Taking morphine is a drastic measure, and she's against it because she has a terminal illness, and when her time comes, she wants to go quietly into the night. These medications make the body tolerant of it, and I watched my father slowly die myself in england, because he'd been given morphine patches. It was sad, and Margaret, my friend, is a very clever woman. She never complains, but I want to help her, so I've been researching what she could take, and I thought that these meds might be good, or maybe you could all reccomend something else?

Can she go to a respectable doctor in Singapore (money isn't a problem) and get a small supply of painkillers she can take so that she can have a better quality of life?

On another note, which will bringabout many different opinions, through a doctor I will not name, in a place I will not name, in thailand, this woman has purchased what can only be described as a eusthenasia pill. She will die within a few hours, as if she were sleeping. It has been written about in a book called 'Final Exit' and my friend has asked me to give out her suicide note when she takes her life, but I do not want to do this. i want her to have her pain managed.

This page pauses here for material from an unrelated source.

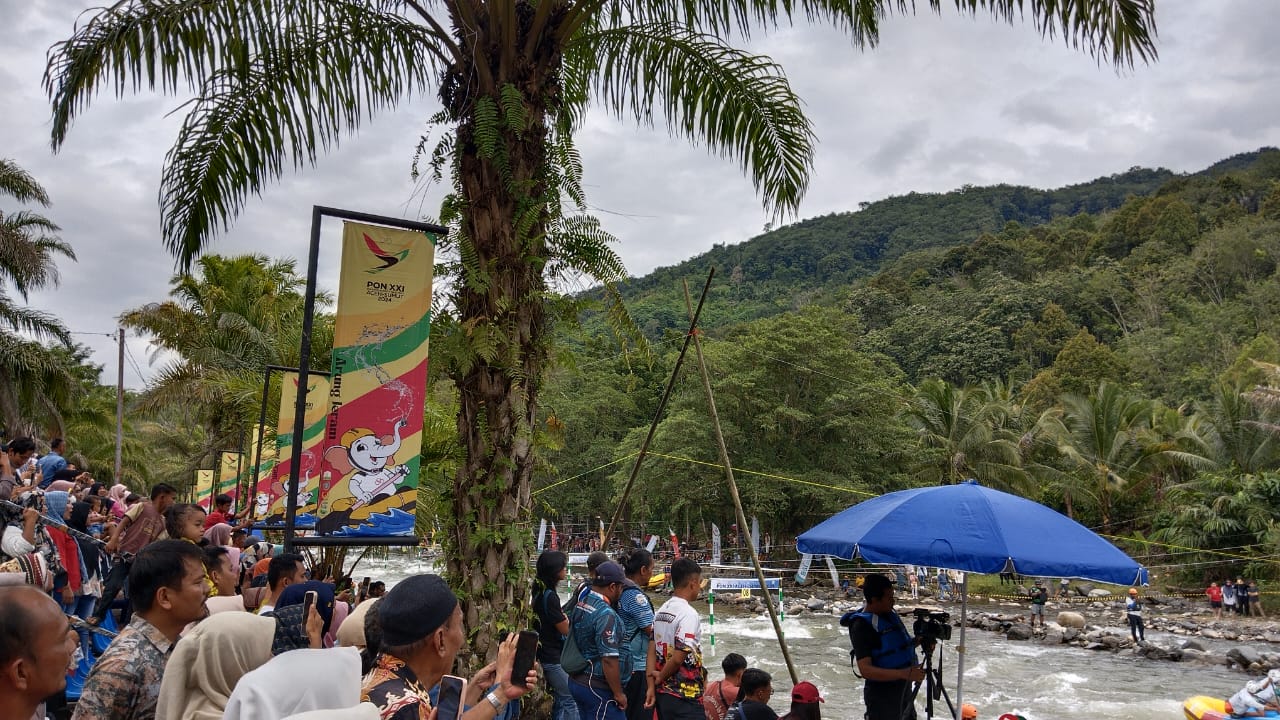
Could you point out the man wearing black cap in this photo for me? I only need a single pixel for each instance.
(423, 632)
(598, 634)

Lord, I want her to live as long as possible. You never know, they might magically find a cure last minute, and then she'll be gone, and it'll be too late, but i agree that she has a right to do what she wants. It's just I'm selfish and I love her.

How can she not get a painkiller that will alleviate pain and allow her to enjoy her life and yet, she can get medicine which will kill her?

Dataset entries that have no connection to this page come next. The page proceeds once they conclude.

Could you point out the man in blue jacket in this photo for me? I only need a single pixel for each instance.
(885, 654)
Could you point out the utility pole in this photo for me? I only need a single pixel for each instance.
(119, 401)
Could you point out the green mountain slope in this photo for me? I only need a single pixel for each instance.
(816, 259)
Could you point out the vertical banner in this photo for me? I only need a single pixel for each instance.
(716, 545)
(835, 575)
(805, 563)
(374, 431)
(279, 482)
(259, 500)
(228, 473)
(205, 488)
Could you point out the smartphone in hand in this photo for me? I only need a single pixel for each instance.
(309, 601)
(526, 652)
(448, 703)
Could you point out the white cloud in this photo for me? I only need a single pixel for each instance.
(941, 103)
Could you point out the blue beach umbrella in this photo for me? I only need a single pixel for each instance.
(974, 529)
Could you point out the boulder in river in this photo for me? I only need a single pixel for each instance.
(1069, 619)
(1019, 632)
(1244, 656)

This is a rhetorical question I have posed to show that these painkillers might be addictive, but she is not a teenager trying to get high. she's a grown woman, and deserves to live a life without excrutiaing pain.

but if you all know anything about the sort of painkillers a good hospital, not a backstreet GP, can give her, I'd be so glad. She's not computer literate, and I want to help her.

Thanks

Anne of Newcastle


----------



## shubee (Mar 18, 2010)

anne_newcastle said:


> I have a friend who lives in thailand and she lives with terrible pain, due to a terminal illness. The hospitals give her certain medications which do not agree with her, and in the US, they gave her medications which - though I personally think are very addictive and should be controlled carefully - she deserves not to be in pain.
> 
> However, I must say on one point, the doctors in Thailand have been amazing. She is seem in a moment, and although she cannot get certain medications because of Thai law, she is treated like a queen, and she loves it here. I talk to her regularly, and I know she is in good hands, but the pain is unbearable.
> 
> ...


Dear Anne,

My heart goes out to your friend and my admiration to you for being such a good friend. Whilst I am unable to advise of this issue in any capacity, I would personally urge anyone on this forum to respond back if they can assist in any sound advice possible.

God Bless
S


----------



## JWilliamson (May 31, 2010)

*pain!?*

I have read this same post a long time ago. Am i wrong about this?


----------



## simonsays (Feb 11, 2009)

JWilliamson said:


> I have read this same post a long time ago. Am i wrong about this?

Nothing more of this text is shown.